Origine et principe des beaux-arts

Les arts en général ont été inventés, les uns pour le seul besoin de l’homme ; ce sont les arts mécaniques : les autres pour son plaisir et son utilité tout à la fois ; ce sont les beaux-arts, appelés libéraux, parmi lesquels l’éloquence et la poésie tiennent le premier rang. Quoiqu’il ne soit question dans cet ouvrage que de ces deux arts, je dois nommer ici les cinq autres, qui sont l’architecture, la sculpture, la peinture, la musique et la danse. On ne peut avoir aucune connaissance précise de l’époque où les arts furent inventés. Mais on a formé sur leur origine des conjectures bien vraisemblables, que je vais rapporter succinctement.

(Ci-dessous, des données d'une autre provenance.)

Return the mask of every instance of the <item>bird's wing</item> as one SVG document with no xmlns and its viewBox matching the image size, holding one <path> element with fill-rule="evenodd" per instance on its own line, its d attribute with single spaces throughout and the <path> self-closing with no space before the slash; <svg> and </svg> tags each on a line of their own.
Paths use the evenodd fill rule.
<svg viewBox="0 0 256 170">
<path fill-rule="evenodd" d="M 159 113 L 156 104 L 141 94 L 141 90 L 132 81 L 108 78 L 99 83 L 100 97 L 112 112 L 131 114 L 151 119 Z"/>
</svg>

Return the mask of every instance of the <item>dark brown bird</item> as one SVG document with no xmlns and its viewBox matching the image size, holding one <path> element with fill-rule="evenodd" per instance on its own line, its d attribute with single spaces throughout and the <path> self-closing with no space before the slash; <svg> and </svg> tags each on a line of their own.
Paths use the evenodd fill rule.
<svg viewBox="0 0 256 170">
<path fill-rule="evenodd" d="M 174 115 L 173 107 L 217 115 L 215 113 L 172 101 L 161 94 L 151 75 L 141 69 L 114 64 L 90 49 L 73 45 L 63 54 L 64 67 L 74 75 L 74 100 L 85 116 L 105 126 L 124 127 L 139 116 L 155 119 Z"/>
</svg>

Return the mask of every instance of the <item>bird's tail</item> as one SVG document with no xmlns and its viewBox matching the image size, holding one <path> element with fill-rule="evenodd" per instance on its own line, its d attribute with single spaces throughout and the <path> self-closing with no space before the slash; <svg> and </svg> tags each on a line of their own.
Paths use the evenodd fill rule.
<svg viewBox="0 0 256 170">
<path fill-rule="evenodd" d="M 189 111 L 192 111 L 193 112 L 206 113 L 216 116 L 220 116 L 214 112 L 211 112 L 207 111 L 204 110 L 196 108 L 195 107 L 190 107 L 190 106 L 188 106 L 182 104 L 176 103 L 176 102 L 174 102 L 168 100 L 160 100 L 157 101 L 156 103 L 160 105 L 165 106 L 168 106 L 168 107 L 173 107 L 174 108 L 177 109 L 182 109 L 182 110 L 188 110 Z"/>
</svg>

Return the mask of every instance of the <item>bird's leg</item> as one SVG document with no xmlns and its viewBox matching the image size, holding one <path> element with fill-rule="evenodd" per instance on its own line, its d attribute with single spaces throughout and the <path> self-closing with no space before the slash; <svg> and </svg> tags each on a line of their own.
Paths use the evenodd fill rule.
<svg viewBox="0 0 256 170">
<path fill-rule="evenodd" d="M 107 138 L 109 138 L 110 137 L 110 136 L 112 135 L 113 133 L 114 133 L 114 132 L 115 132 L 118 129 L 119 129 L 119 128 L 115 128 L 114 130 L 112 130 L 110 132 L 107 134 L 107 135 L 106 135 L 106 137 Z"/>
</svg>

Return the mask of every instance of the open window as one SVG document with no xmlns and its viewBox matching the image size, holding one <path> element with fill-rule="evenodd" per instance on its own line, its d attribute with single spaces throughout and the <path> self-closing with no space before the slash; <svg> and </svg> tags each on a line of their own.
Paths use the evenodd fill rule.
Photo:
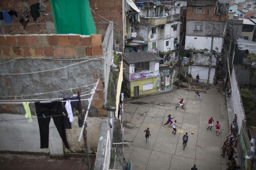
<svg viewBox="0 0 256 170">
<path fill-rule="evenodd" d="M 145 72 L 149 71 L 149 62 L 141 62 L 134 64 L 135 73 Z"/>
</svg>

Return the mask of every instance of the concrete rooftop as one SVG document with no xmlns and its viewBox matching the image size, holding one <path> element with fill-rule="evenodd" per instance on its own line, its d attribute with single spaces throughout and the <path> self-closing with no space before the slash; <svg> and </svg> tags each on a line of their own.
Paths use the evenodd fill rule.
<svg viewBox="0 0 256 170">
<path fill-rule="evenodd" d="M 202 100 L 198 96 L 194 99 L 194 91 L 180 90 L 125 103 L 124 140 L 130 143 L 124 145 L 124 157 L 126 161 L 131 161 L 133 169 L 183 170 L 190 169 L 195 164 L 198 169 L 228 168 L 227 156 L 222 158 L 220 155 L 229 133 L 225 97 L 215 86 L 211 87 L 207 94 L 200 92 Z M 178 98 L 184 99 L 184 109 L 175 109 Z M 163 126 L 170 114 L 179 126 L 176 135 L 172 133 L 170 126 Z M 211 117 L 215 123 L 213 130 L 207 130 Z M 217 121 L 221 125 L 218 136 L 214 126 Z M 151 136 L 147 144 L 143 132 L 148 127 Z M 189 137 L 184 151 L 182 137 L 186 132 Z"/>
</svg>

Des antres creusés par la nature, dans le sein de la terre ou des rochers ; des arbres touffus, dont les branches étaient entrelacées, servirent d’abord de retraite aux premiers hommes errants et dispersés. Ils ne tardèrent pas à concevoir la possibilité de rendre ces demeures plus solides et plus commodes. Pour y parvenir, ils élevèrent des murs de terre détrempée, dans les petits espaces qui se trouvaient entre les troncs des arbres ; et ils remplirent, par d’autres branches, ou par des roseaux joints ensemble, le vide des branches qui formaient le toit de l’habitation. De là, l’origine de l’architecture.

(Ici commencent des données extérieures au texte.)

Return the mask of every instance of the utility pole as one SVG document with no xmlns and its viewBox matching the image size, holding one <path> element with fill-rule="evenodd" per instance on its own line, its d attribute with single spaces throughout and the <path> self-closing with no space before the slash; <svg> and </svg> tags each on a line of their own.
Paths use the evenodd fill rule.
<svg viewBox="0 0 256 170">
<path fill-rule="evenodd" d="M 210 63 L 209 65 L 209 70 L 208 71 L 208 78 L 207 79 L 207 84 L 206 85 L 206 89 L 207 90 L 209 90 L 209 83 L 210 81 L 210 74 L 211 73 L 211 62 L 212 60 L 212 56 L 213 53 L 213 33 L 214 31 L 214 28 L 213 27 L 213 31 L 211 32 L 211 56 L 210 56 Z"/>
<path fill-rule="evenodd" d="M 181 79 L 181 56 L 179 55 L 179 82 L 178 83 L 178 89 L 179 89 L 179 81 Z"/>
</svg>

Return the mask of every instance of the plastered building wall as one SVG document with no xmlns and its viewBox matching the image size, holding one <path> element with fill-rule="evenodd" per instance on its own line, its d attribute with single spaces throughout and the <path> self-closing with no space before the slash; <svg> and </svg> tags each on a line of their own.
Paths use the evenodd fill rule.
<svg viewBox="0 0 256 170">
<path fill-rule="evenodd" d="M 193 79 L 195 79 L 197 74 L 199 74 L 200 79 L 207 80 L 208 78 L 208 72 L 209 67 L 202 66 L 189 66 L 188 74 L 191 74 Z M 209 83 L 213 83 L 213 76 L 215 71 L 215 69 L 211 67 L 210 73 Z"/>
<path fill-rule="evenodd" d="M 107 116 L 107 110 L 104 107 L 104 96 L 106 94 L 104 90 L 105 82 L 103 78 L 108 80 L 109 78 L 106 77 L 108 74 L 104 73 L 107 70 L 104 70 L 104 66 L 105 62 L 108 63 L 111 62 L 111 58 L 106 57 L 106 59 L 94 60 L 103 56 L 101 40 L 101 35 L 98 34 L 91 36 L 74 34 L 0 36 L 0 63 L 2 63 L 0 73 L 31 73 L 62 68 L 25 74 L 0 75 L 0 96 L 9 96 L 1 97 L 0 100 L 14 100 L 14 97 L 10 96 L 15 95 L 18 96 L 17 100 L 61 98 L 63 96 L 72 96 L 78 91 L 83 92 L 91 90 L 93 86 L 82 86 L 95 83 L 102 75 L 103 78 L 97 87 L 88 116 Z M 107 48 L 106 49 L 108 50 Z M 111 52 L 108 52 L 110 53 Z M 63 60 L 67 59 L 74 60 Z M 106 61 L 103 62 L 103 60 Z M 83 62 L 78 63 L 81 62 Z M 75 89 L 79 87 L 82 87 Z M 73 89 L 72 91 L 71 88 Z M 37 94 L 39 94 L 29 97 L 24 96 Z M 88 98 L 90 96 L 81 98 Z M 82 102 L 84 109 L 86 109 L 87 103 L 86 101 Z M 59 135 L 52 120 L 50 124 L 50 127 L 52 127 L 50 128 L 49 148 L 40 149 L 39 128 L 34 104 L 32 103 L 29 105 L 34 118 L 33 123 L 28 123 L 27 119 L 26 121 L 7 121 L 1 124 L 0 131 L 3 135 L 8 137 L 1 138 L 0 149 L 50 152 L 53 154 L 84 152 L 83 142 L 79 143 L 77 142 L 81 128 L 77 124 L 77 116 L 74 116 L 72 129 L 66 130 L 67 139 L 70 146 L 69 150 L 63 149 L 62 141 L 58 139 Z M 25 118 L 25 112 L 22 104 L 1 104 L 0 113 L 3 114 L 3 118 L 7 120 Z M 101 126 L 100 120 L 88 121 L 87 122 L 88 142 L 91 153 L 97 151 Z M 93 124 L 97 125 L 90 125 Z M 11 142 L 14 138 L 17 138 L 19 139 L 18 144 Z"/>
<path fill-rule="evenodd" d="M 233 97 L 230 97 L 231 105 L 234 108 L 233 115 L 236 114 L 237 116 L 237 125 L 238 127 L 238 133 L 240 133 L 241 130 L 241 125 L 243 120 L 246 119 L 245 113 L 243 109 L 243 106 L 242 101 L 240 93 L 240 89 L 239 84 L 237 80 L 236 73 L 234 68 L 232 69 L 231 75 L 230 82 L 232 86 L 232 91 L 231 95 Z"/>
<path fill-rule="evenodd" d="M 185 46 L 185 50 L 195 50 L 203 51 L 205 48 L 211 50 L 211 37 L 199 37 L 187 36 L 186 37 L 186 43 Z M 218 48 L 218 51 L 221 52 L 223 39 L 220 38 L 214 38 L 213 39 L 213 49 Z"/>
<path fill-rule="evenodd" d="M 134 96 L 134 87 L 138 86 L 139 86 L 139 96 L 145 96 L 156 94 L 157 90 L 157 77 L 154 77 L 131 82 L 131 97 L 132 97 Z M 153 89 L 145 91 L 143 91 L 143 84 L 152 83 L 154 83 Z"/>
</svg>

Des besoins réciproques forcèrent les premiers hommes à se communiquer, par la parole, leurs pensées et leurs sentiments. Celui qui les exprimait avec plus de justesse et d’agrément, captiva l’attention des autres, et se fit écouter avec plaisir. Aidé des lumières d’une raison droite et sage, il entrevit des vérités qui devaient être utiles à ses semblables ; telles que l’établissement de certaines lois générales, la fixation des propriétés particulières, les heureux effets d’une union stable et permanente, etc. Il leur exposa ces vérités ; et il vint à bout d’éclairer leur esprit, en leur faisant concevoir ses propres idées ; d’échauffer leur âme, en leur faisant éprouver ses propres sentiments. De là, l’origine de l’éloquence.

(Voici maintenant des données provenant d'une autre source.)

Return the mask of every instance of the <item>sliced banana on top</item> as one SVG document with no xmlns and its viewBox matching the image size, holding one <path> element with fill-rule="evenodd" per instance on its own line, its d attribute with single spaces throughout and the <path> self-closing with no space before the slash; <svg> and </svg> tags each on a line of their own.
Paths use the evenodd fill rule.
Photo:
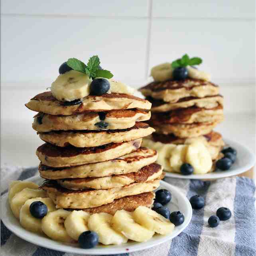
<svg viewBox="0 0 256 256">
<path fill-rule="evenodd" d="M 55 205 L 53 201 L 49 197 L 42 198 L 36 197 L 27 200 L 23 205 L 20 211 L 20 223 L 27 230 L 32 232 L 43 234 L 42 230 L 42 221 L 41 219 L 35 218 L 32 215 L 30 211 L 30 205 L 33 202 L 40 201 L 47 206 L 47 214 L 56 210 Z"/>
<path fill-rule="evenodd" d="M 154 67 L 150 75 L 156 81 L 162 82 L 172 78 L 171 64 L 168 62 Z"/>
<path fill-rule="evenodd" d="M 91 81 L 86 74 L 71 70 L 57 77 L 51 84 L 51 91 L 59 100 L 72 101 L 89 95 Z"/>
<path fill-rule="evenodd" d="M 73 211 L 64 222 L 66 230 L 69 236 L 76 241 L 85 231 L 89 230 L 87 223 L 90 214 L 83 211 Z"/>
<path fill-rule="evenodd" d="M 175 227 L 169 220 L 145 206 L 139 206 L 133 216 L 135 221 L 142 226 L 161 234 L 170 233 Z"/>
<path fill-rule="evenodd" d="M 45 193 L 42 189 L 33 189 L 27 187 L 15 194 L 11 200 L 10 207 L 14 216 L 19 219 L 20 210 L 27 200 L 35 197 L 46 197 Z"/>
<path fill-rule="evenodd" d="M 74 240 L 69 236 L 64 226 L 64 221 L 71 212 L 59 209 L 49 213 L 42 219 L 43 232 L 53 240 L 71 243 Z"/>
<path fill-rule="evenodd" d="M 88 227 L 90 230 L 98 234 L 99 242 L 103 244 L 120 244 L 127 242 L 128 238 L 111 226 L 112 219 L 113 216 L 108 213 L 95 213 L 89 218 Z"/>
<path fill-rule="evenodd" d="M 187 148 L 186 162 L 194 168 L 194 173 L 203 174 L 208 172 L 213 165 L 210 152 L 202 142 L 194 142 Z"/>
<path fill-rule="evenodd" d="M 145 242 L 152 238 L 155 233 L 136 222 L 132 213 L 124 210 L 116 212 L 112 224 L 116 231 L 136 242 Z"/>
<path fill-rule="evenodd" d="M 190 66 L 187 67 L 187 69 L 189 77 L 195 78 L 195 79 L 201 79 L 205 81 L 210 81 L 211 80 L 211 75 L 209 73 L 201 70 L 199 70 Z"/>
<path fill-rule="evenodd" d="M 36 189 L 39 187 L 37 184 L 30 182 L 29 181 L 14 181 L 10 183 L 9 186 L 9 192 L 8 193 L 8 199 L 9 203 L 11 204 L 11 201 L 12 198 L 17 193 L 22 190 L 28 188 L 33 189 Z"/>
</svg>

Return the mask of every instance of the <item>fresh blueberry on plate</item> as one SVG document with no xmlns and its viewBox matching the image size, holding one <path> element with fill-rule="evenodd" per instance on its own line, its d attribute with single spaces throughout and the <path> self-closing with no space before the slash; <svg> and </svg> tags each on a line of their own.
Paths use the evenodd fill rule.
<svg viewBox="0 0 256 256">
<path fill-rule="evenodd" d="M 189 199 L 193 209 L 201 209 L 205 206 L 205 199 L 198 195 L 194 195 Z"/>
<path fill-rule="evenodd" d="M 236 150 L 234 148 L 231 148 L 231 147 L 229 147 L 228 148 L 224 148 L 221 151 L 221 153 L 223 153 L 224 155 L 225 155 L 226 153 L 227 153 L 228 152 L 232 153 L 235 156 L 236 156 L 236 155 L 237 154 L 237 152 Z"/>
<path fill-rule="evenodd" d="M 224 157 L 216 162 L 216 167 L 222 171 L 226 171 L 230 169 L 232 164 L 232 162 L 231 159 Z"/>
<path fill-rule="evenodd" d="M 68 71 L 70 71 L 73 69 L 71 68 L 69 66 L 68 66 L 67 62 L 63 63 L 59 68 L 59 73 L 60 74 L 64 74 Z"/>
<path fill-rule="evenodd" d="M 180 211 L 173 212 L 170 215 L 170 221 L 175 226 L 181 224 L 184 221 L 184 215 Z"/>
<path fill-rule="evenodd" d="M 108 80 L 105 78 L 95 79 L 91 84 L 91 94 L 102 95 L 106 93 L 110 88 Z"/>
<path fill-rule="evenodd" d="M 226 221 L 231 217 L 231 211 L 228 208 L 221 207 L 217 210 L 216 215 L 221 221 Z"/>
<path fill-rule="evenodd" d="M 236 161 L 236 156 L 235 155 L 232 154 L 230 152 L 228 152 L 228 153 L 226 153 L 225 154 L 224 156 L 225 158 L 229 158 L 232 161 L 232 163 L 234 163 Z"/>
<path fill-rule="evenodd" d="M 162 204 L 161 204 L 160 203 L 158 203 L 158 202 L 154 202 L 152 209 L 153 211 L 156 211 L 157 209 L 158 209 L 158 208 L 160 208 L 161 207 L 163 207 Z"/>
<path fill-rule="evenodd" d="M 211 228 L 215 228 L 220 224 L 220 219 L 218 216 L 213 215 L 208 219 L 208 224 Z"/>
<path fill-rule="evenodd" d="M 174 69 L 172 75 L 174 80 L 182 80 L 187 77 L 188 72 L 187 68 L 185 67 L 179 67 Z"/>
<path fill-rule="evenodd" d="M 183 163 L 181 166 L 181 172 L 183 175 L 190 175 L 194 171 L 193 167 L 189 163 Z"/>
<path fill-rule="evenodd" d="M 160 189 L 156 192 L 156 201 L 164 205 L 171 199 L 171 194 L 167 189 Z"/>
<path fill-rule="evenodd" d="M 93 231 L 85 231 L 79 236 L 78 242 L 84 249 L 93 248 L 98 243 L 98 236 Z"/>
<path fill-rule="evenodd" d="M 167 207 L 160 207 L 156 209 L 156 211 L 166 219 L 169 219 L 170 217 L 170 210 Z"/>
<path fill-rule="evenodd" d="M 37 219 L 42 219 L 47 214 L 48 208 L 46 205 L 41 201 L 35 201 L 30 206 L 31 215 Z"/>
</svg>

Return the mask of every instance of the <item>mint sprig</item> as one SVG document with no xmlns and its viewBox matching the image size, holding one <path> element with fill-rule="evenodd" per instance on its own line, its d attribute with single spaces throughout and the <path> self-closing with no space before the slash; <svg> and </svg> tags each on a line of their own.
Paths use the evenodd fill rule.
<svg viewBox="0 0 256 256">
<path fill-rule="evenodd" d="M 100 69 L 100 61 L 97 55 L 90 58 L 87 65 L 75 58 L 69 59 L 67 64 L 74 70 L 86 74 L 90 78 L 100 77 L 109 79 L 113 77 L 110 71 Z"/>
<path fill-rule="evenodd" d="M 184 54 L 181 59 L 177 59 L 171 63 L 171 67 L 173 69 L 180 67 L 186 67 L 187 66 L 193 66 L 199 65 L 203 62 L 201 58 L 193 57 L 189 58 L 189 55 Z"/>
</svg>

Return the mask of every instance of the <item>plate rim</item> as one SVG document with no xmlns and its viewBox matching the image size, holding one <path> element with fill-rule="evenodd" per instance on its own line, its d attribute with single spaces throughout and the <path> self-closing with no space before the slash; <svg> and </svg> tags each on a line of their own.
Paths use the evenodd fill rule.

Tous les hommes apportent en naissant l’idée d’un être suprême. Ceux-ci, réunis en petites sociétés, devaient par conséquent en reconnaître l’existence, et lui rendre une espèce de culte. Un d’entre eux admirant ces chefs-d’œuvre dont l’univers est rempli, se forma une idée, quoique bien imparfaite, de leur auteur, dont il entreprit de publier la gloire. Plongé, en quelque façon, dans l’extase, mais emporté tout à coup par une imagination vive et ardente, il se représenta sous une forme visible les attributs du souverain créateur : il prêta un corps et une âme aux différents êtres sortis de ses mains, et les traça de même dans un langage plus agréable, plus riche, et, bien plus élevé que le langage ordinaire. De là, l’origine de la poésie, inventée d’abord en l’honneur de la divinité. Le même homme, sans doute, admirant ceux de ses semblables, qui, dans des occasions périlleuses, s’étaient signalés par leur force ou leur adresse, fit un récit pompeux de leurs actions, en y ajoutant même quelques circonstances vraisemblables, qui leur donnaient un plus grand éclat. De là encore, l’origine de la poésie, inventée pour célébrer les héros.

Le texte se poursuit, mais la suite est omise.